By now, anyone on social media has most likely seen a slurry of posts denouncing ‘fast fashion’ for its detrimental effects on the environment. ‘Fast fashion’ is cheap, mass-produced clothing that typically imitates the high-fashion trends of the season. Online stores like ASOS and SHEIN, as well as physical stores such as Primark, Zara, and H&M are being denounced for churning out new clothing to match current trends, which is then worn just once or twice before being thrown out in favour of the next trend cycle. Not only does this system have a negative impact on the environment by increasing the amount of clothing waste in landfills, but it also relies on slave labour in sweatshops in order to meet the demand for new styles. Fast fashion is undoubtedly becoming a major problem; most of us have probably seen huge hauls and unboxing of orders from these stores on Instagram and TikTok, but should we really be condemning the consumer for buying into fast fashion industry?

should we really be condemning the consumer for buying into fast fashion industry?

For many, clothes from these fast fashion stores are all that they can afford. It’s easy to tout the ‘sustainable shopping’ rhetoric when you have enough disposable income to afford it. The large queues outside of Primark after the end of lockdown were met with condemnation – ‘are you really that desperate for a pack of £3 thongs?’ Yet for many parents, whose children would have grown over the months of lockdown, Primark offers clothing that is more affordable than anywhere else. For those of us with (admittedly excessive) clothing collections, queueing for hours for a cheap t-shirt is unnecessary, but cheap fast fashion stores are the only option for many.

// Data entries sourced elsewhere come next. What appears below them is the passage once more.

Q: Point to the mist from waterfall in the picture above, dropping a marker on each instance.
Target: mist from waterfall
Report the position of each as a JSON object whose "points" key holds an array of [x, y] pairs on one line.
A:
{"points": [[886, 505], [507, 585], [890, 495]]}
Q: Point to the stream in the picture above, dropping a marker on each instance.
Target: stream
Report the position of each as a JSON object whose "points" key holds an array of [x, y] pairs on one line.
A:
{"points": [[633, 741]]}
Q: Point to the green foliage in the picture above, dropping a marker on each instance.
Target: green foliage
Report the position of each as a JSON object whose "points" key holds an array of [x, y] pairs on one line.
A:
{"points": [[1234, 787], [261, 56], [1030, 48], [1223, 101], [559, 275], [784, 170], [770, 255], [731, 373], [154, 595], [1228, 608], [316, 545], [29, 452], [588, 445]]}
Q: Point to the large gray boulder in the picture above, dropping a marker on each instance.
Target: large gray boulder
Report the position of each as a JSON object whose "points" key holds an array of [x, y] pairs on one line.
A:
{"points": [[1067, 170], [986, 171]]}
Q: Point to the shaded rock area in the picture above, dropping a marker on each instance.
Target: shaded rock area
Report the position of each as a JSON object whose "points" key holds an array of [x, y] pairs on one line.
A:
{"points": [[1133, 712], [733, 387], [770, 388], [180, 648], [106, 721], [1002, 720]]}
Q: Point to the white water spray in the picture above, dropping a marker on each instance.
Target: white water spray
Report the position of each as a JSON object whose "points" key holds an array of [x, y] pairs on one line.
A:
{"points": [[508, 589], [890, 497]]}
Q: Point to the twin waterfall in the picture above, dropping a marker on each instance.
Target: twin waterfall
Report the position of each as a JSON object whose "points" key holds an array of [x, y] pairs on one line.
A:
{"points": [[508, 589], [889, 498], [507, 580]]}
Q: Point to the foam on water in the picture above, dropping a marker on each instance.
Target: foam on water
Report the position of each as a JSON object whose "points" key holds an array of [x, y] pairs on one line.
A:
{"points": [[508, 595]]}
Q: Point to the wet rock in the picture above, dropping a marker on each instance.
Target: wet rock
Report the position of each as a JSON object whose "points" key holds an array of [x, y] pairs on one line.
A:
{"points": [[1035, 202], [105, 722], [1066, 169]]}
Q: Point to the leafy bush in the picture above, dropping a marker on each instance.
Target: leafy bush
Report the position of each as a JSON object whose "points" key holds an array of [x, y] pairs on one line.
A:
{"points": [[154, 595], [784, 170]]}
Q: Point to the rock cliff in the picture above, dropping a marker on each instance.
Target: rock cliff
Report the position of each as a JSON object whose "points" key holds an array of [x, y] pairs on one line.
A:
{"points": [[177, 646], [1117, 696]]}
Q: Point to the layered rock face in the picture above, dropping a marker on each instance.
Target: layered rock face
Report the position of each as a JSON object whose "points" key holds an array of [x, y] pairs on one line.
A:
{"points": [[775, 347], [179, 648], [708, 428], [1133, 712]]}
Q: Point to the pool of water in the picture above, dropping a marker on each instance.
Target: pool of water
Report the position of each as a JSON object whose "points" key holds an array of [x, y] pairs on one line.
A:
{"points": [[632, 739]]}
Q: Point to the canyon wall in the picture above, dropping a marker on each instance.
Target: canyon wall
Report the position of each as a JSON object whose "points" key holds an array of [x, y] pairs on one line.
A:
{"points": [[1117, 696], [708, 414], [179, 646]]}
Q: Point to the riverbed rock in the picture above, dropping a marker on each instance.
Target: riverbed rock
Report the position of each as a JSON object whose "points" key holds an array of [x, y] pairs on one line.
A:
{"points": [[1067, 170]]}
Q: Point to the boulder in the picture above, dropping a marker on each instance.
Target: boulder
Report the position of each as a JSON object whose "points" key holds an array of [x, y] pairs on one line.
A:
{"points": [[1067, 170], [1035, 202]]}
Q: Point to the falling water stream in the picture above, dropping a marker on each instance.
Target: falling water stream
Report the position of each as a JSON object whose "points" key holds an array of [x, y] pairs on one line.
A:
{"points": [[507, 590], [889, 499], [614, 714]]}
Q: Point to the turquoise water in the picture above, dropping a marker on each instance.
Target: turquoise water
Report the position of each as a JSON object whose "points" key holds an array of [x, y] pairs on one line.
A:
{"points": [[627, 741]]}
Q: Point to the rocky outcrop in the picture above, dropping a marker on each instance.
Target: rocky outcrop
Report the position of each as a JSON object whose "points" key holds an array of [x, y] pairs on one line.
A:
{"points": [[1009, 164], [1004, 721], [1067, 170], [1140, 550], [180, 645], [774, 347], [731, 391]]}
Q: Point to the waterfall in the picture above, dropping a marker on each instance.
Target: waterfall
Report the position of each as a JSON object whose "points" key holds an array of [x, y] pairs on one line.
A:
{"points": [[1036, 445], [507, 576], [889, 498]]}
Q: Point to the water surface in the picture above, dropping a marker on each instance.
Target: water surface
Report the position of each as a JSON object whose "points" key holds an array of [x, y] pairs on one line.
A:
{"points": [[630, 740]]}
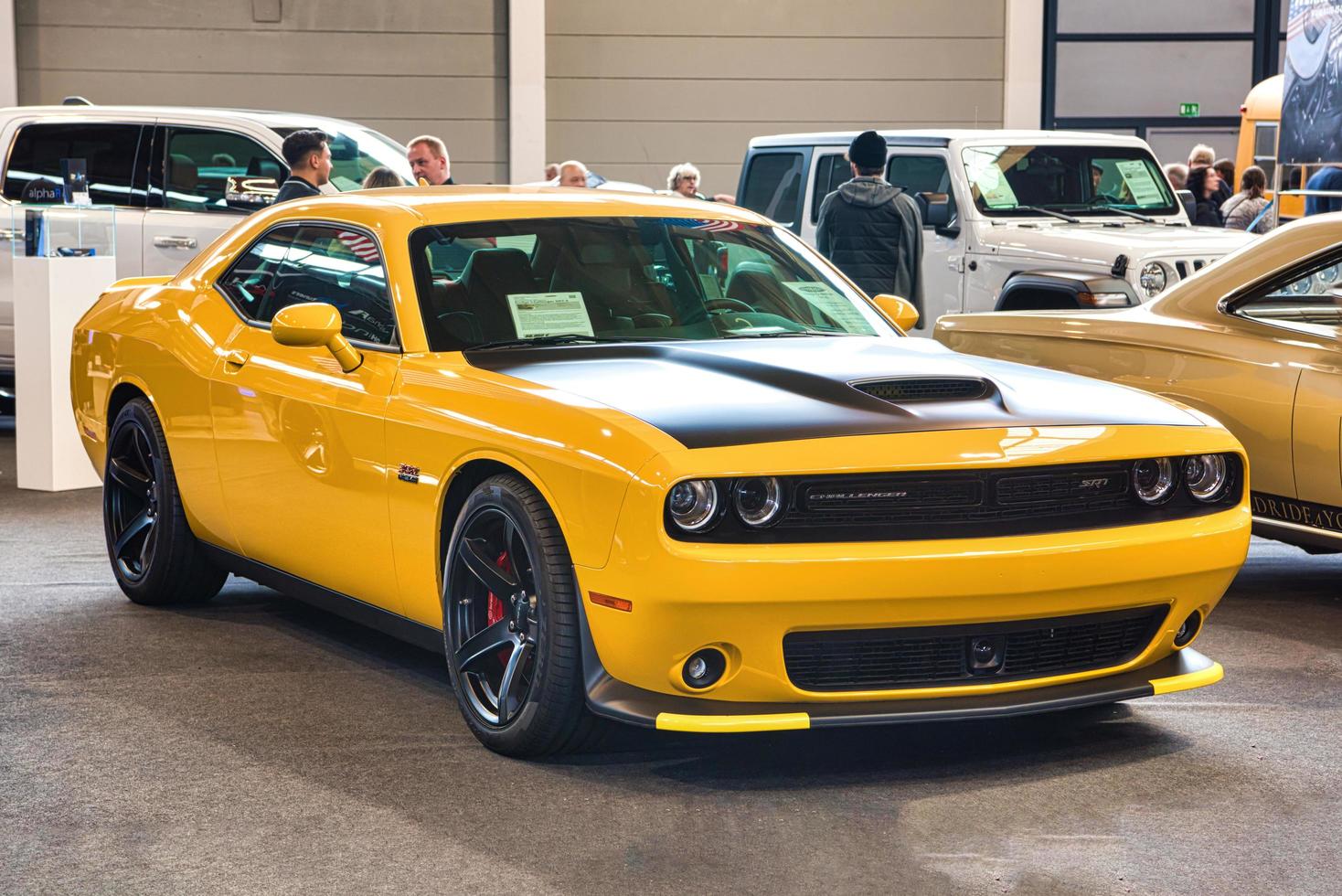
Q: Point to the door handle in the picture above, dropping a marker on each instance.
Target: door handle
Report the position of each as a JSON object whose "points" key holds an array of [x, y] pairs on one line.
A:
{"points": [[235, 359]]}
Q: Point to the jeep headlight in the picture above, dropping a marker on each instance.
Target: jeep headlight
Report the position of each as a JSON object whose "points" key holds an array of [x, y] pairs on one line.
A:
{"points": [[1153, 279]]}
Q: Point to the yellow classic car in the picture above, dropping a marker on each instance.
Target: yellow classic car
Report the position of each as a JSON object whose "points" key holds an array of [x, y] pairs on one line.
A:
{"points": [[1252, 341], [644, 459]]}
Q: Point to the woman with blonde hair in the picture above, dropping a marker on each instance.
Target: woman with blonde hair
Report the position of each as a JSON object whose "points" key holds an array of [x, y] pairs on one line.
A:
{"points": [[380, 177]]}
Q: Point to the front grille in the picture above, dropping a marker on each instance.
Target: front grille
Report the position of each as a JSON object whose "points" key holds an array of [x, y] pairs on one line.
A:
{"points": [[925, 389], [906, 657], [958, 503]]}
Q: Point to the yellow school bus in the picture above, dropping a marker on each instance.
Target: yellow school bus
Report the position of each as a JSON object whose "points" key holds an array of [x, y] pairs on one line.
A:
{"points": [[1261, 118]]}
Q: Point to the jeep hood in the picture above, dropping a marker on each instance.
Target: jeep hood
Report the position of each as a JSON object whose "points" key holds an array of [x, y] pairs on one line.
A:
{"points": [[736, 392]]}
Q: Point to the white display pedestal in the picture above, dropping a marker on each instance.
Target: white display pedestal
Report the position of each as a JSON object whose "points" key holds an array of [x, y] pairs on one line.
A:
{"points": [[50, 295]]}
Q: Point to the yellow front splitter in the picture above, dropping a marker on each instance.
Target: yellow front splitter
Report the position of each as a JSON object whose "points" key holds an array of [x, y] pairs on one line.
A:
{"points": [[612, 699]]}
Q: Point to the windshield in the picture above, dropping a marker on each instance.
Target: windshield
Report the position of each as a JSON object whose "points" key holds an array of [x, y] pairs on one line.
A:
{"points": [[356, 152], [622, 279], [1077, 180]]}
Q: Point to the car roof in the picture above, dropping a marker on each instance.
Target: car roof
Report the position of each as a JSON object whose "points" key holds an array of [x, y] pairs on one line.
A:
{"points": [[269, 118], [945, 137], [449, 204]]}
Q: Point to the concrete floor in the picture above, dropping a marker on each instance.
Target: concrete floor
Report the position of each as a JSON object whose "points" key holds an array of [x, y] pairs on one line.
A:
{"points": [[261, 746]]}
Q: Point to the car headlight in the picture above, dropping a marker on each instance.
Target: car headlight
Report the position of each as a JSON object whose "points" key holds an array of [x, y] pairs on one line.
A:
{"points": [[1205, 476], [1153, 279], [694, 503], [1153, 479], [759, 500]]}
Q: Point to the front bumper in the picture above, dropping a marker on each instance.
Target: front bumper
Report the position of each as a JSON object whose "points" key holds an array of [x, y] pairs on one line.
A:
{"points": [[634, 706]]}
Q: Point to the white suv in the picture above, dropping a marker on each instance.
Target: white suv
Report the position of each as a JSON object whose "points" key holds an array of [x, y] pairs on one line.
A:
{"points": [[165, 169], [1012, 220]]}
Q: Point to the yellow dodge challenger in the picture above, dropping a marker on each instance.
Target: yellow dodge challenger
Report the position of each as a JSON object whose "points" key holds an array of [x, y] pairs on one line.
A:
{"points": [[1253, 339], [645, 459]]}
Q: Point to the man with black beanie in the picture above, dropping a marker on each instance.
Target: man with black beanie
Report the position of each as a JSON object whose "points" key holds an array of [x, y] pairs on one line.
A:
{"points": [[869, 229]]}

cheap fast fashion stores are the only option for many.

So, what about charity shops and second-hand stores? Traditionally an extremely cheap place for buying new clothes, the rise of online shopping is posing a challenge to these more sustainable options as well. Reselling sites such as Depop and Vinted are currently seeing a renaissance, leading many to find clothes in charity shops and sell them online at a marked-up price. ‘Upcycling’ also plays into this issue, as larger clothing sizes are being bought from charity shops, altered into smaller sized outfits, and then also sold online for a highly inflated price. As the gentrification of the charity shop removes a sustainable and affordable option for clothing, cheaper fast fashion stores become even more important for those on lower incomes.

In a time where saving the environment is more important than ever, it is difficult to say that fast fashion is necessarily good, but to outright condemn stores that are offering cheap clothing is equally difficult. We should always aim to buy from sustainable sources, but when so many of these sources are so expensive it is not always easy to do so. For many of us, the clothes we buy from ASOS or Zara will be worn for years to come – the problem of ‘fast fashion’ lies with the small minority who will only wear a trend once or twice before moving onto the next one. Seeing celebrities and ‘influencers’ criticising fast fashion companies is reminiscent of oil companies condemning us for using plastic straws whilst pouring gallons of oil into the ocean, or seeing Boris Johnson attend COP26 on a private jet. We should all certainly try to be mindful in our consumption of fast fashion, but no one should have to feel guilty for buying a £10 jumper from ASOS rather than a £1500 ‘sustainable’ coat from Stella McCartney.